雲と雲のすき間にジャンプしてしまったのだ。
光る雲のうずまきが、上に見える。それも、みるみる小さくなり遠くへ消えた。
「桃子、桃子、また、かくれんぼなの」
おばあちゃんが、にこにこして、家のまわりをさがしている。
「出ていらっしゃい。おいしい草もちがあるんですよ」
よく桃子がかくれる物置小屋の裏では、猫が昼寝をしていたし、椿の木のかげも、まっ赤な花が落ちたままで、だれも足を踏み入れたようすはなかった。
こんどは、縁側から部屋に上がると、タンスのかげや押入れをのぞいた。
「おかしいわねえ。帰りによるといってたから、もうとっくに来ているはずなのに……。わたしが留守の間に、どこかへ行ったのかしら」
おばあちゃんは首をかしげながら、どっこいしょと、床の間の前に座った。
それから、掛け軸を見て、目を丸くした。
「あれ、ま、まあ、どうしたんでしょう」
絵の中の子どもが、二人とも消えていた。がらーんとして、木が一本立っているだけの絵になっている。
「これは悪い兆しかしら。子どもがいなくなるなんて。もしや、桃子の身になにかあったのでは……」
おばあちゃんは顔色をかえ、立ち上がろうとして、ぐらりとよろけた。
「おじいちゃん、助けてくださいな」
おばあちゃんは、掛け軸にむかって手を合わせた。
「わたしなら、いつそちらへ行ってもいいですから、どうか、かわいい桃子のことを頼みます」
顔をあげると、いっしゅん、絵の中の木がゆれた。
空を、金色の小舟のような雲が、光のように走ってきた。落下する桃子をふわりと乗せると、スーッと上空へ上っていく。

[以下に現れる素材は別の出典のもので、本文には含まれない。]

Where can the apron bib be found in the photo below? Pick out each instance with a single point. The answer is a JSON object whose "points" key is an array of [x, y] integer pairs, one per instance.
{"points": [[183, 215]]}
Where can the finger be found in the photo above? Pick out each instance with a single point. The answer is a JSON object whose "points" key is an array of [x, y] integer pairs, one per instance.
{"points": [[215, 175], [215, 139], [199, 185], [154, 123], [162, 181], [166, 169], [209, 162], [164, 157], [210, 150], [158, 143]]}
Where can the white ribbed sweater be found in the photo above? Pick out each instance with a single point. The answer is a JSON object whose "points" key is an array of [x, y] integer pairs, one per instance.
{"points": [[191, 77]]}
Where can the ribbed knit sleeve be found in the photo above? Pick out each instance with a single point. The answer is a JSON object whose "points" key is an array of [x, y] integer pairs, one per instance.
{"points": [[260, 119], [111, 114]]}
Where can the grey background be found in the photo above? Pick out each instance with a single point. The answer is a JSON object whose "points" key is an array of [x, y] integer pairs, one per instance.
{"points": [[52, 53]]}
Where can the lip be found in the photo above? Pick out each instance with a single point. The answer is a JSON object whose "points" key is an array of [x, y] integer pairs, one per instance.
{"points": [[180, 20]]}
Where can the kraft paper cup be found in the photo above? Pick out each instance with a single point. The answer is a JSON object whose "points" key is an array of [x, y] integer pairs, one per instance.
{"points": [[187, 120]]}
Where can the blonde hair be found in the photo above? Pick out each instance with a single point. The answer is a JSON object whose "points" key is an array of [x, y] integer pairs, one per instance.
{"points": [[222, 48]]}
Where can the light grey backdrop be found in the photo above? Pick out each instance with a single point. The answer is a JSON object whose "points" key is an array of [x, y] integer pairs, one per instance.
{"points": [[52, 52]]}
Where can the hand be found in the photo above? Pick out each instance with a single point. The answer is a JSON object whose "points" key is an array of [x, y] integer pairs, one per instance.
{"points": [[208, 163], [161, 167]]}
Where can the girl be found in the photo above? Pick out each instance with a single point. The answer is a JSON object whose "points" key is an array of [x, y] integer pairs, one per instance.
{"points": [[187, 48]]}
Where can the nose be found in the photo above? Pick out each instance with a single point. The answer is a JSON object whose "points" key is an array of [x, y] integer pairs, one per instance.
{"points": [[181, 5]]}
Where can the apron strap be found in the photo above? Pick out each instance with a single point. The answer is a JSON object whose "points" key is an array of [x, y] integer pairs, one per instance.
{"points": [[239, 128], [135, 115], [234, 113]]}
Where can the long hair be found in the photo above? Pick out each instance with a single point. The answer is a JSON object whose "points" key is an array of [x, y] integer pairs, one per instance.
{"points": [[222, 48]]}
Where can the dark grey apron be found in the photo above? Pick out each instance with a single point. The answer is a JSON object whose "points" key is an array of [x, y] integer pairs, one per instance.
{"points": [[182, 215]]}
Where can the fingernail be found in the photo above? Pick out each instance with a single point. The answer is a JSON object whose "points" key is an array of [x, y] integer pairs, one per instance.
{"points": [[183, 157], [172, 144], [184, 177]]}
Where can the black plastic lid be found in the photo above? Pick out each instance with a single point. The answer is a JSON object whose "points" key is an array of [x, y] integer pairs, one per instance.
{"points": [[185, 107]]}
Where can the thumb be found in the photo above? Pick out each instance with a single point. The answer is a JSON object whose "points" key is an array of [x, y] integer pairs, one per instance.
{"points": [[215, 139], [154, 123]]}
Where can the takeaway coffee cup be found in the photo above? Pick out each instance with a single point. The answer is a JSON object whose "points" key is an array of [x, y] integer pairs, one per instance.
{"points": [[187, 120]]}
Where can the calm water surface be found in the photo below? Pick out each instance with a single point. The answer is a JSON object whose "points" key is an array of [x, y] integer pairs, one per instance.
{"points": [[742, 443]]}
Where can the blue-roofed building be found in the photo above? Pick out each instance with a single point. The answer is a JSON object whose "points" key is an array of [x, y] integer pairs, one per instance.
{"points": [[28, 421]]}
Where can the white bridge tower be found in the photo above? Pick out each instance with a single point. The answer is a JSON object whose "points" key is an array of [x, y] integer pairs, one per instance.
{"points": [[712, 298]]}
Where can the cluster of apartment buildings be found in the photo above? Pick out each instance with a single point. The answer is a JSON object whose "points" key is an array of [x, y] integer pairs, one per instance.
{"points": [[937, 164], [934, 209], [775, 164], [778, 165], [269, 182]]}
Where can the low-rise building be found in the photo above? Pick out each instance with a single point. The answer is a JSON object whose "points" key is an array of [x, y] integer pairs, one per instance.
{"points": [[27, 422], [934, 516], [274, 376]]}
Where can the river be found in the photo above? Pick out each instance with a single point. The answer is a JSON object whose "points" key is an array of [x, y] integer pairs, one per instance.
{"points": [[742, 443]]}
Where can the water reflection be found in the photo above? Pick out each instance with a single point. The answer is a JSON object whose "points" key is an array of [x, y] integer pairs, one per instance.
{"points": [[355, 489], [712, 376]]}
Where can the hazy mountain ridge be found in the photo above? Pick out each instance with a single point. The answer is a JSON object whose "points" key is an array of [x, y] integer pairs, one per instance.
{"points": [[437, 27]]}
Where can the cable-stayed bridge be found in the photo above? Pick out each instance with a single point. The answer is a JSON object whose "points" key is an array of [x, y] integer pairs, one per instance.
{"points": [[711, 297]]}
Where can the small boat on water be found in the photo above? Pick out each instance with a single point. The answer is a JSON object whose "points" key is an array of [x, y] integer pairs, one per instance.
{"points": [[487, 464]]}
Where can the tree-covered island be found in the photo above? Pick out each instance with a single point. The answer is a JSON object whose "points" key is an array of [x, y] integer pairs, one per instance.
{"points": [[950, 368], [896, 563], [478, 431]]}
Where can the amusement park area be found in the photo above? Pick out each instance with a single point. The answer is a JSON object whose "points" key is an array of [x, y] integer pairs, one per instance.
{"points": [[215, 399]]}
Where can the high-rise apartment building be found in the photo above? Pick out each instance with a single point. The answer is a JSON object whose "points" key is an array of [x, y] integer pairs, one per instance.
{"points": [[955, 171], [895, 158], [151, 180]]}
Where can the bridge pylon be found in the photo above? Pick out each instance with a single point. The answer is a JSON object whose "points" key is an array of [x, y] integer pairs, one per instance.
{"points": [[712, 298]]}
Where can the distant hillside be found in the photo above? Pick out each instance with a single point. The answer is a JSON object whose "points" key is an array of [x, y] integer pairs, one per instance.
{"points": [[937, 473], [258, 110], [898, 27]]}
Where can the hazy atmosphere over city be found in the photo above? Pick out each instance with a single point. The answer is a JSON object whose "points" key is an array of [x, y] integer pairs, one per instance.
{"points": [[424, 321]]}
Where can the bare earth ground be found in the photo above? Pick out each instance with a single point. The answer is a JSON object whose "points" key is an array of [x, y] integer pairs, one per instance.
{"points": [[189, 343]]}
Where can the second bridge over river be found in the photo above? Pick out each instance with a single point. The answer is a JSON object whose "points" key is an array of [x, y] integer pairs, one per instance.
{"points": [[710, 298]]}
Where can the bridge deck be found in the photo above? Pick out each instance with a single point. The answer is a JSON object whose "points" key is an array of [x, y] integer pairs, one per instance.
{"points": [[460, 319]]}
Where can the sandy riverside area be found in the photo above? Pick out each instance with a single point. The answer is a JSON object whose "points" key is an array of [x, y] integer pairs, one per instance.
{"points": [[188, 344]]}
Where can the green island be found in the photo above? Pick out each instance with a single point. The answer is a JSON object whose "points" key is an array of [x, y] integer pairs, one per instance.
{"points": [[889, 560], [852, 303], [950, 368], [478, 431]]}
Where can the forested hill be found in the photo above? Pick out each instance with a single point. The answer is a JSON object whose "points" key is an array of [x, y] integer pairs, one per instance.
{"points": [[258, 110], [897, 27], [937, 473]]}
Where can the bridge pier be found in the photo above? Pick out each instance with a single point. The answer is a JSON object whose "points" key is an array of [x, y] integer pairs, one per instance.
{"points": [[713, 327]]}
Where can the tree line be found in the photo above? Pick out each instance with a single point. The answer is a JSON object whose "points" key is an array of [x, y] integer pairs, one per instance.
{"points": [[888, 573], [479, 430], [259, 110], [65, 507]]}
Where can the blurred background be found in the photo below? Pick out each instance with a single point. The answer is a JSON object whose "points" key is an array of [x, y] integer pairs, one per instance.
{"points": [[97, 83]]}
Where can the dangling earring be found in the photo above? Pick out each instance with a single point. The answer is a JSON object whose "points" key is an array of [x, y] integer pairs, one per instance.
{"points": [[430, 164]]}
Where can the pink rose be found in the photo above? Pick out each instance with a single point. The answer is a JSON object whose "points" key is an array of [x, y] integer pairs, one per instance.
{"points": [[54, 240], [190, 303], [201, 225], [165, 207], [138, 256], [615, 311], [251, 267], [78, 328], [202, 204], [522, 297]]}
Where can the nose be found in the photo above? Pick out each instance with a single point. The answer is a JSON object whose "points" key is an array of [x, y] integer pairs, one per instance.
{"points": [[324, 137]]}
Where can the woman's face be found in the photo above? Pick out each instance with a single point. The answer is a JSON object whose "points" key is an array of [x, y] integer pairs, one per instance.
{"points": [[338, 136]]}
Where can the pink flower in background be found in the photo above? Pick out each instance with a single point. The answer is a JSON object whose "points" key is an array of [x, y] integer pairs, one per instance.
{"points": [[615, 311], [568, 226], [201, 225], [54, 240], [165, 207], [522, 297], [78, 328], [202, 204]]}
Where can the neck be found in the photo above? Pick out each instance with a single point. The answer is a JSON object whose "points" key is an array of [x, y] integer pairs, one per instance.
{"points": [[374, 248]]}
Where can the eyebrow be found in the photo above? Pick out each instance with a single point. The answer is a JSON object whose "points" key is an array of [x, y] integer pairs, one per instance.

うずまきのある雲のはしのほうに、そっと桃子をおろして、その雲は去った。
桃子は目を開いた。頭がぼーっとしている。
「あら、わたし、どうしたのかしら。おじいちゃんとお舟に乗っていたような気がするけど……」
そんなわけないかと思いながら、でも、ほんとうにおじいちゃんにあったような、懐かしい気分がむねにあった。
ふと気づくと、あまい香り。うずまきのほうからだ。
「あの子が兆し坊か」
白い着物を着たその男の子は、うずまきから出ようと、ひっしにたたかっていた。
みだれた髪の間から、きりっとしたまなざしがのぞく。
桃色と緑色の服の二人組が、兆し坊のうでをつかんで引っぱった。
「よいしょ、よーいしょ」
丸い顔が、トマトのように赤くなった。
とちゅうまで引き上げ、また、ずるずると中へ引きずりこまれていく。
「あっ」
二人組は、そろってしりもちをついた。
そのときとつぜん、どこからか、くぐもったような低い笑い声がした。
「ふっふっふっ、ふっふっふっ」
「あ、あれは、魔の子の声だ」
二人組が、同時にさけんだ。
「どうだ、兆し坊、きょうのしかけはすごいだろう。ふっふっふっ」
「ぼくは負けないぞ。だいじな兆しをとどけるんだ」
兆し坊のりんとした声。しかし、体はもう、むねのあたりまで、雲のうずにうまっている。
「兆し坊、がんばってー」
桃子は思わず大声でさけんだ。
兆し坊は、苦しそうに眉をよせている。
「わたしにまかせて。タンスだって持ち上げる力もちだよ」
桃子は、こぶしでうでをポンとたたくと、兆し坊に近づいた。
足をふんばって、力をこめた。
「うんしょっ」
兆し坊の体が、ズズズズッと持ち上がってきた。白い着物のすそのほうまで現れたとき桃子は目をみはった。